Last year the World Health Organisation released a report which concluded that for people in the most contaminated areas in Fukushima Prefecture, the estimated increased risk for all solid cancers will be around 4% in females exposed as infants; a 6% increased risk of breast cancer for females exposed as infants; a 7% increased risk of leukaemia for males exposed as infants; and for thyroid cancer among females exposed as infants, an increased risk of up to 70% (from a 0.75% lifetime risk up to 1.25%).
Estimates of the long-term cancer death toll include:
- a Stanford University study that estimates “an additional 130 (15-1100) cancer-related mortalities and 180 (24-1800) cancer-related morbidities”;
- an estimate of 1000-3000 cancer deaths by physicist Ed Lyman (based on an estimated collective whole-body radiation dose of 3.2 million person-rem to the population of Japan); and
- an estimate of around 3000 cancer deaths, from radiation biologist and independent consultant Dr Ian Fairlie.
[Update: Dr Fairlie’s latest estimate is about 5,000 deaths, based on UNSCEAR’s March 2014 collective dose estimates.]
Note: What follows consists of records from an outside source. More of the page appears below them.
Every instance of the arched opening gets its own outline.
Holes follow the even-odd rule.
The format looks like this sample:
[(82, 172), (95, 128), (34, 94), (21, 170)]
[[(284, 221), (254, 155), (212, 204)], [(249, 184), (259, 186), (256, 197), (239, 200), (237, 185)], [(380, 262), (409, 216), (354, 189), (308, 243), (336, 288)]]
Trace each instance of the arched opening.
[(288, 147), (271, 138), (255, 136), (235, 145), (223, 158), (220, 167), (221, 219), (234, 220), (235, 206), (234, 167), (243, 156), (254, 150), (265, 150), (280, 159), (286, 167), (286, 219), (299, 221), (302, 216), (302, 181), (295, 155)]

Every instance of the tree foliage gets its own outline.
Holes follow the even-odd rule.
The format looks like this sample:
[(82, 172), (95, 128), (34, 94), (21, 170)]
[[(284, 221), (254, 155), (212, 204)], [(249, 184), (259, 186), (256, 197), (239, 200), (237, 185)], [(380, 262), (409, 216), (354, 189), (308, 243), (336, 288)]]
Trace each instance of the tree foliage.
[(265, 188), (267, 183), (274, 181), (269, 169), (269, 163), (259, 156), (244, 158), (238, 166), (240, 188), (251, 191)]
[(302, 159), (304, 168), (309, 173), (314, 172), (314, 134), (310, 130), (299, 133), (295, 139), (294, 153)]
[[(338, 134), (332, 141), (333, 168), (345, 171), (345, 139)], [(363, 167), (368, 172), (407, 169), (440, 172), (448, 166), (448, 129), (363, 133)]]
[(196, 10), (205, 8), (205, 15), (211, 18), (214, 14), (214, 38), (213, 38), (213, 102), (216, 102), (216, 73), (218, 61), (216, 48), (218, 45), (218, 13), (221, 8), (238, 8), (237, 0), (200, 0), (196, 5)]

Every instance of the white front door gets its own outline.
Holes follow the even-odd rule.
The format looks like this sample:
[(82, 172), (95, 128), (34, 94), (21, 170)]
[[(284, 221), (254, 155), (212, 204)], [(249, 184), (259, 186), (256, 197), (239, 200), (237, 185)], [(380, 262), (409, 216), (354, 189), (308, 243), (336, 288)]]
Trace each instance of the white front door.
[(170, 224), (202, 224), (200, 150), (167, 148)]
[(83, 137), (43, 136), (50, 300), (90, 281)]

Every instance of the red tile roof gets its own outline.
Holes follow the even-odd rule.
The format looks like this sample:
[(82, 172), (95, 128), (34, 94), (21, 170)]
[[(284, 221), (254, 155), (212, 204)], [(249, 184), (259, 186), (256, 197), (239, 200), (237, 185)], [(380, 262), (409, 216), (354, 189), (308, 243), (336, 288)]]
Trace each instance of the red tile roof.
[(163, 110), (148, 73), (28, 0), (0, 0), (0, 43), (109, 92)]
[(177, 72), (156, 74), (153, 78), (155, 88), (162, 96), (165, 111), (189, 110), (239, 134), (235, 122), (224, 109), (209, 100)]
Indirect deaths must also be considered, especially those resulting from the failure of TEPCO and government authorities to develop and implement adequate emergency response procedures. A September 2012 editorial in Japan Times noted that 1632 deaths occurred during or after evacuation from the triple-disaster; and nearly half (160,000) of the 343,000 evacuees were dislocated specifically because of the nuclear disaster. A January 2013 article in The Lancet notes that “the fact that 47 per cent of disaster-related deaths were recognised in Fukushima prefecture alone indicates that the earthquake-triggered nuclear crisis at the Fukushima power plant caused extreme hardship for local residents.”
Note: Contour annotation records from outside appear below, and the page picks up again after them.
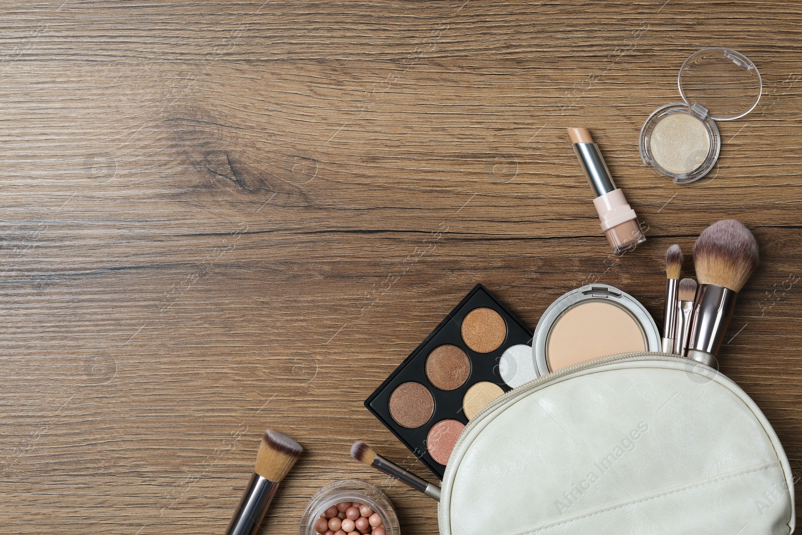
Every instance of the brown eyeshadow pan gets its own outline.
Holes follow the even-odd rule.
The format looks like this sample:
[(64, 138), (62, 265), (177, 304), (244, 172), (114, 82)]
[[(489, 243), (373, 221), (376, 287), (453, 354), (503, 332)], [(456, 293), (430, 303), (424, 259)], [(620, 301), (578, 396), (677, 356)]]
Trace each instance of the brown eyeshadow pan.
[(477, 353), (489, 353), (501, 347), (507, 338), (507, 324), (496, 310), (477, 308), (462, 320), (460, 327), (465, 345)]
[(419, 428), (431, 418), (435, 399), (429, 389), (419, 383), (399, 385), (390, 395), (390, 415), (399, 425)]
[(456, 346), (438, 346), (426, 359), (426, 377), (440, 390), (459, 388), (470, 375), (471, 361)]

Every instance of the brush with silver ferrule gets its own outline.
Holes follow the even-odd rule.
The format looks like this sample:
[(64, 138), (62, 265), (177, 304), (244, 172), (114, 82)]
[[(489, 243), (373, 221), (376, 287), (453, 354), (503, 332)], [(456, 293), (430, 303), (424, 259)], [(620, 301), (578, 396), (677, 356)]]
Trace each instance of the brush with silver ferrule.
[(420, 491), (430, 498), (434, 498), (437, 501), (440, 501), (439, 487), (434, 483), (429, 483), (426, 480), (407, 472), (398, 464), (390, 462), (382, 456), (378, 455), (371, 449), (370, 446), (362, 440), (357, 440), (351, 446), (351, 456), (357, 460), (361, 460), (370, 467), (383, 472), (391, 477), (395, 477), (402, 483), (406, 483), (412, 488)]
[(268, 429), (256, 456), (256, 468), (231, 517), (225, 535), (253, 535), (259, 529), (278, 484), (295, 464), (303, 448), (286, 435)]
[(715, 363), (735, 298), (755, 272), (757, 241), (735, 219), (710, 225), (694, 245), (699, 288), (694, 302), (687, 356), (707, 366)]
[(674, 244), (666, 251), (666, 304), (663, 308), (662, 352), (674, 353), (677, 330), (677, 285), (683, 270), (683, 250)]
[(674, 355), (684, 355), (688, 348), (688, 333), (691, 330), (691, 314), (694, 311), (696, 297), (696, 281), (683, 278), (677, 289), (677, 335), (674, 338)]

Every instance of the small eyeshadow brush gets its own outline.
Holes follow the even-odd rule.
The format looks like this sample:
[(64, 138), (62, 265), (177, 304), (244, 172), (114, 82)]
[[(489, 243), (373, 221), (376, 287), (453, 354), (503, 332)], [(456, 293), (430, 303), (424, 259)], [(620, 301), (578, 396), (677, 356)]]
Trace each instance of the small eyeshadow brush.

In Fukushima Prefecture, 1656 people have died as a result of stress and other illnesses caused by the 2011 disaster according to information compiled by police and local governments and reported last month. That number exceeds the 1607 people in Fukushima Prefecture who were drowned by the tsunami or killed by the preceding earthquake.
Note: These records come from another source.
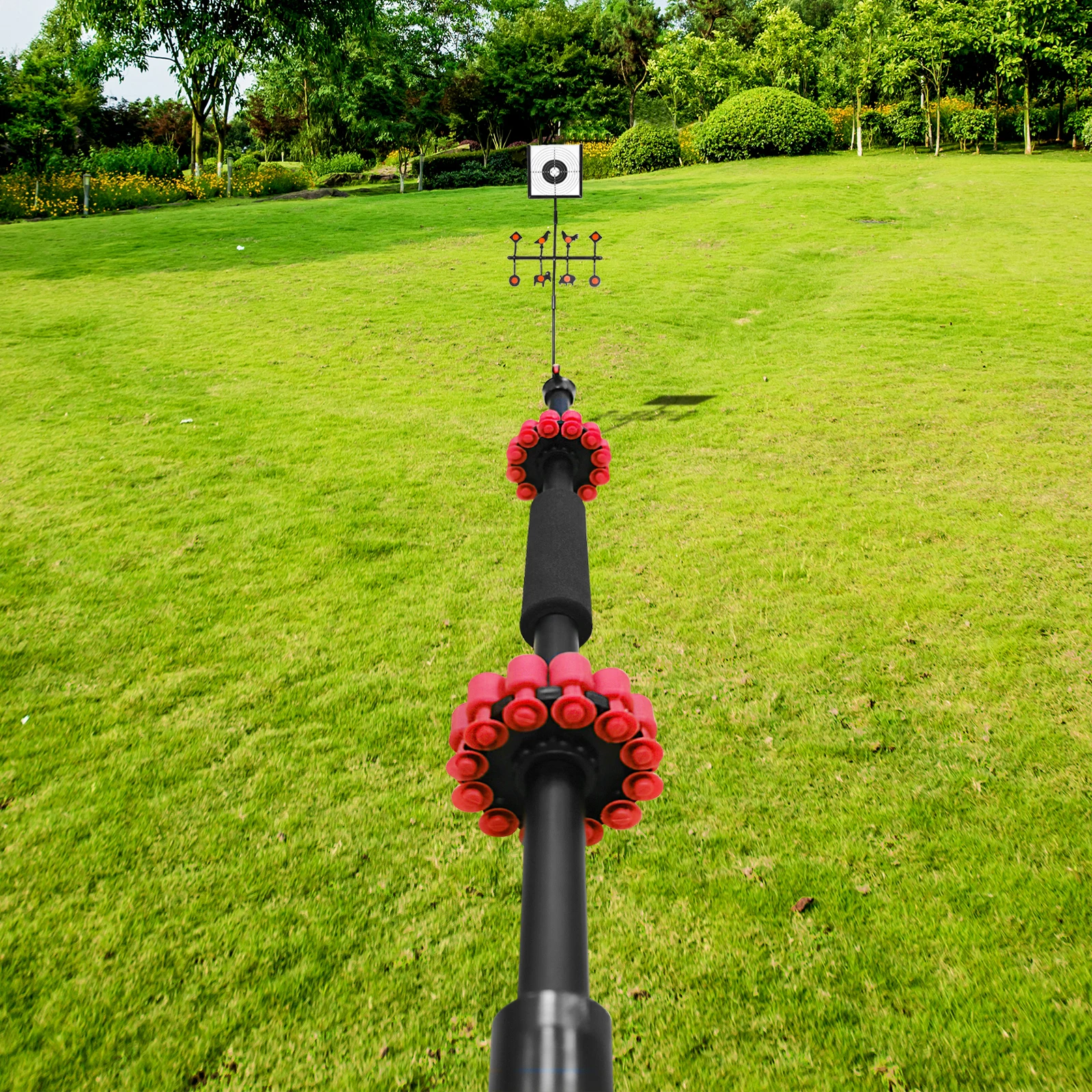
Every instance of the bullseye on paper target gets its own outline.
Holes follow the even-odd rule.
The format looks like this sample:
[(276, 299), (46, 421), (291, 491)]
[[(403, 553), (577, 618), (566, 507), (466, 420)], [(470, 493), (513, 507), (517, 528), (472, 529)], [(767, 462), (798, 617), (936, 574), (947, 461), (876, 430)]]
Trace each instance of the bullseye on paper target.
[(527, 197), (583, 197), (582, 168), (580, 144), (532, 144), (527, 149)]

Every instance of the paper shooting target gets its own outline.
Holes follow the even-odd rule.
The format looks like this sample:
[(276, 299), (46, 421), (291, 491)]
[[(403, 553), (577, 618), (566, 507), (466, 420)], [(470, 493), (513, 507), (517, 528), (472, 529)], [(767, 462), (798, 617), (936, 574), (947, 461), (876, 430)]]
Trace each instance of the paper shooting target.
[(532, 144), (527, 149), (527, 197), (583, 197), (582, 166), (581, 144)]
“The biggest problem is the fact that people have been living in temporary conditions for so long,” said Hiroyuki Harada, a Fukushima official dealing with victim assistance, “People have gone through dramatic changes of their environment. As a result, people who would not have died are dying.”
The claim by Brook and Russell that Fukushima was “deathless” has no basis in truth. They ought to take a leaf from Naomi Hirose’s book, bow deeply and apologise.
Jim Green is the national nuclear campaigner with Friends of the Earth, Australia.